Une grève générale paralyse le réseau de transport en commun en Tunisie. À l’origine du blocage, l’impasse des négociations entre la centrale syndicale UGTT et le gouvernement, au détriment de millions d’usagers.
Le transport public terrestre est totalement à l’arrêt en Tunisie depuis mercredi. Métros légers, bus et trains de banlieue sont quasiment tous immobilisés, plongeant les grandes villes dans un chaos logistique inédit. Cette paralysie est provoquée par une grève générale déclenchée par la Fédération générale des transports, affiliée à l’Union générale tunisienne du travail (UGTT), en réaction à l’échec des discussions avec le gouvernement sur l’avenir du secteur.
Le mouvement de grève concerne l’ensemble des structures de transport public, notamment la Société des transports de Tunis (Transtu), principal opérateur de la capitale. Selon les syndicats, l’exécutif n’a pas respecté ses engagements précédents sur le règlement des salaires impayés, le renouvellement du matériel roulant et la relance financière des entreprises publiques de transport.
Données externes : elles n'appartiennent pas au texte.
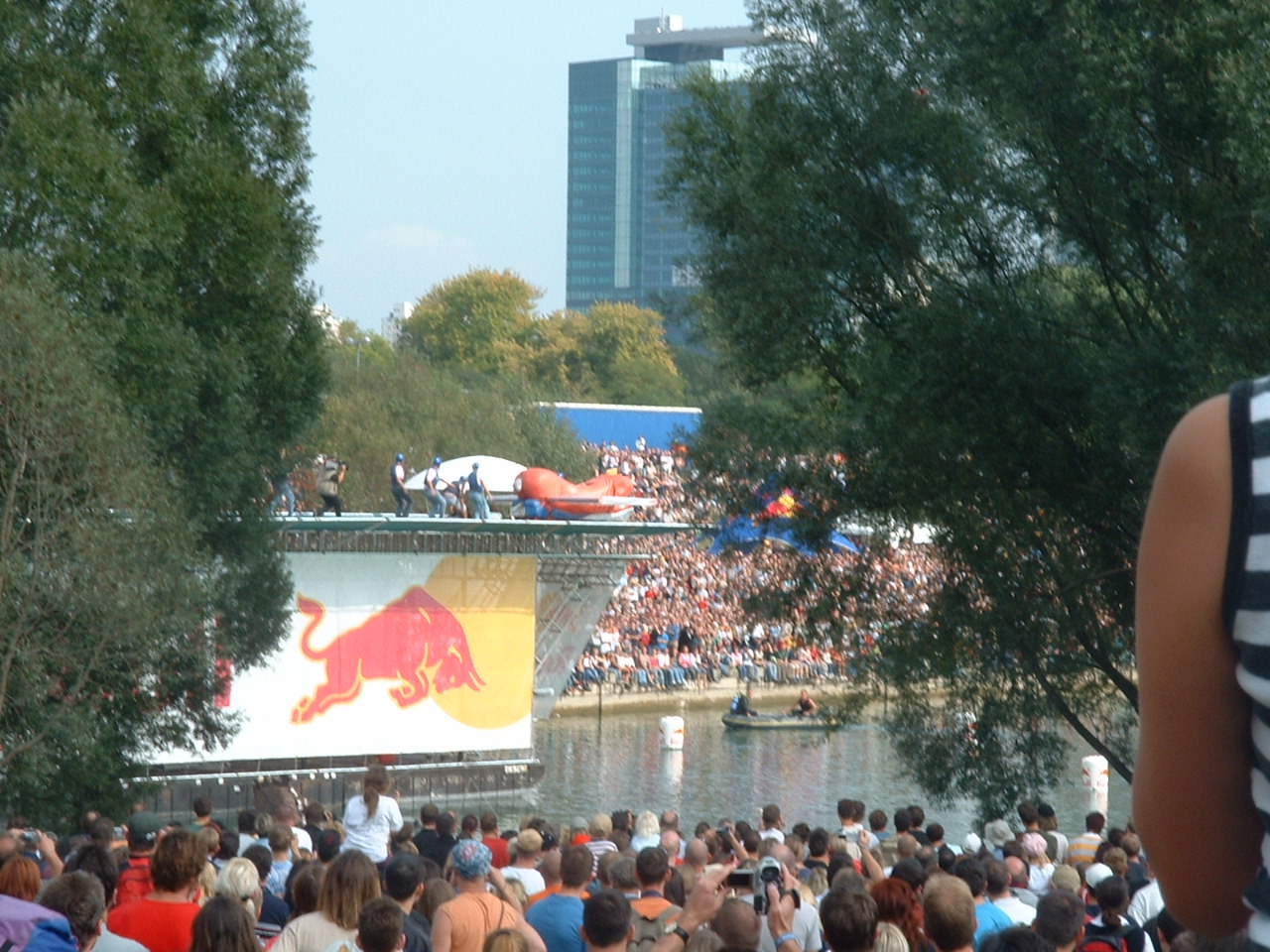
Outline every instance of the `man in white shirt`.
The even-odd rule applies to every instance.
[[[1010,891],[1010,871],[1006,864],[999,859],[989,859],[984,863],[984,872],[988,876],[987,890],[992,905],[1008,915],[1015,925],[1031,925],[1036,910]]]
[[[533,829],[521,830],[512,840],[512,863],[503,867],[503,878],[519,880],[525,895],[532,896],[546,889],[542,873],[538,872],[538,856],[542,853],[542,835]]]
[[[785,842],[785,831],[781,829],[785,825],[785,820],[781,819],[781,809],[776,803],[768,803],[763,807],[762,824],[763,828],[758,831],[762,839],[773,839],[777,843]]]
Le climat social déjà tendu s’en trouve exacerbé, alors que la population fait face à des difficultés d’accès au travail, aux soins et à l’école. Dans plusieurs quartiers de Tunis, des files d’attente se sont formées dès l’aube autour des rares taxis encore en circulation, tandis que les plateformes de covoiturage sont saturées.
Les syndicats dénoncent également le silence du ministère du Transport, qui n’a pas proposé de médiation depuis le lancement du préavis de grève. De son côté, le gouvernement reste discret, préférant temporiser dans un contexte économique marqué par une forte tension budgétaire et l’absence de financement international structurant.
La grève pourrait se prolonger si aucun compromis n’est trouvé dans les prochaines heures. Elle révèle une fois de plus la fragilité chronique du service public en Tunisie, et l’absence de vision claire pour la modernisation du secteur des transports.